12 September 2008

Evil for the sake of good

“The decision to use evil for the sake of good requires that the decision-maker be willing to bear the brunt of evil.”
[Quote from Bernhard Schlink’s novel Homecoming.]

Should the United States have dropped the atom bombs on Hiroshima and Nagasaki? Was it morally right to kill and injure hundreds of thousands of people with a single command? Was this wanton murder any different from Hitler’s Nazi Germany? After dropping the first one on Hiroshima to prove the point, was the second bomb on Nagasaki necessary?

These questions have been debated since August 1945 to no conclusive end. If we are to go by the fact that the United States has, till date, refused to apologise to the people of Japan for dropping the atom bombs, then we can be sure that the United States feels that they were justified in their action.
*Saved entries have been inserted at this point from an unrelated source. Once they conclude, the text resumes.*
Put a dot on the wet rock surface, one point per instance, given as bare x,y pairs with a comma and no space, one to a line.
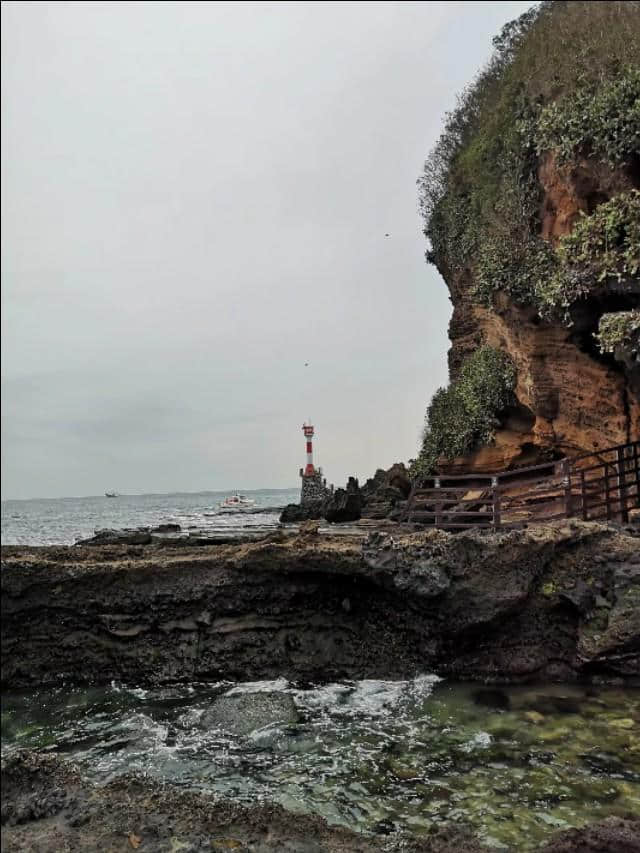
472,605
245,713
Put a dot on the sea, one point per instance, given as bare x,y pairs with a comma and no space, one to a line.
63,521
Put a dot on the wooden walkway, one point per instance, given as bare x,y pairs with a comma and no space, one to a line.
600,485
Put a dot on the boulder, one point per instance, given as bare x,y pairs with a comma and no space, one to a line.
344,504
126,536
245,712
295,513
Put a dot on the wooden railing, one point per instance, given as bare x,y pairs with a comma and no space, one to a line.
600,485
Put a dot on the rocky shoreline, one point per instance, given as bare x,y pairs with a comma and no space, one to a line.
559,602
555,603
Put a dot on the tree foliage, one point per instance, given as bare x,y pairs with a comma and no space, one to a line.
464,415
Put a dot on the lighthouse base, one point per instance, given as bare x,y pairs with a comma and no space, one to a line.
313,489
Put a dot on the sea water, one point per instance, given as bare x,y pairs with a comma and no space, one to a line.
62,521
375,756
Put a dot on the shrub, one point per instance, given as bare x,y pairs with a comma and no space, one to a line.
463,416
598,119
602,247
620,331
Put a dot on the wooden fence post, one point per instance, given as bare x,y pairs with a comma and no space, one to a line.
622,486
495,489
566,482
607,495
438,521
583,497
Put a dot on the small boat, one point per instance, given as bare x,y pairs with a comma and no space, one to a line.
237,502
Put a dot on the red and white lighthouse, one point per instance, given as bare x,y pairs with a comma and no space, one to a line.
309,470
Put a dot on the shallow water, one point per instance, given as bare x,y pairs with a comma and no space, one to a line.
375,756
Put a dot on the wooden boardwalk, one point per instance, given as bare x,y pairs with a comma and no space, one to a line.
600,485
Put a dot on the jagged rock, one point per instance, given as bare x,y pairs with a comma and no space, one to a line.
479,605
344,505
612,835
126,536
386,491
309,528
294,513
413,564
168,527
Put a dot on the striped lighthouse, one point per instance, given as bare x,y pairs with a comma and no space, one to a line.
309,470
314,487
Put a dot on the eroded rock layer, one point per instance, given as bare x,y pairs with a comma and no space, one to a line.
553,602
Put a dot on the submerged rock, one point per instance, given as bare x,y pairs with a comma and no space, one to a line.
492,699
246,712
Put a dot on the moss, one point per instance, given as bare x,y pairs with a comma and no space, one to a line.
464,416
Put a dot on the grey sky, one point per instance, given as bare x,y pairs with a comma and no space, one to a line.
195,198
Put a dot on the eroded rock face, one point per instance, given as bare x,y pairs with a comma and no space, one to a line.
554,602
570,398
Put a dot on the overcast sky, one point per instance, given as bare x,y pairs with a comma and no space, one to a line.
195,201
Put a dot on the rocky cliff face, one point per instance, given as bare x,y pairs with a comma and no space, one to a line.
532,210
570,397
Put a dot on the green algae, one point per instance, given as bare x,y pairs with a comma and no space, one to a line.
554,757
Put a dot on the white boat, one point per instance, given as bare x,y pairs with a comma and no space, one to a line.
237,502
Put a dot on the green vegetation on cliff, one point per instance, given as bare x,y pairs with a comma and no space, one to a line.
559,99
620,331
601,247
564,82
463,416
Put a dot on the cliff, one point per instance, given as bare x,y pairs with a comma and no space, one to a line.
532,210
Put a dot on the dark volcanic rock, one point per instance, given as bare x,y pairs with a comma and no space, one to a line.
294,513
168,527
471,605
126,536
344,505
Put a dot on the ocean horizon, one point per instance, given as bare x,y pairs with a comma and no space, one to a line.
65,520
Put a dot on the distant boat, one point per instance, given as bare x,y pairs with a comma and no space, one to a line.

It was, after all, to shorten the war and save thousands of lives!

It’s interesting to note that the atom bomb was actually intended for Hitler’s Germany. Hitler was evil and had to be stopped. Hitler’s own atomic programme had to be stopped. Even Albert Einstein – an advocate of peace – had urged the United States in their atomic-bomb research by writing to President Franklin D Roosevelt himself.

But Germany lost the war in Europe and surrendered to the Allied Forces in May 1945 – three months before the atom bomb was ready for use. So, Japan became the obvious target.

The United States still claims – as they did back in 1945 – that the dropping of the two atom bombs compelled Japan to surrender and bring World War 2 to its end. And so it did. On 15 August 1945, in his acceptance of surrender speech, Emperor Hirohito of Japan said, “The enemy now possesses a new and terrible weapon with the power to destroy many innocent lives and do incalculable damage.”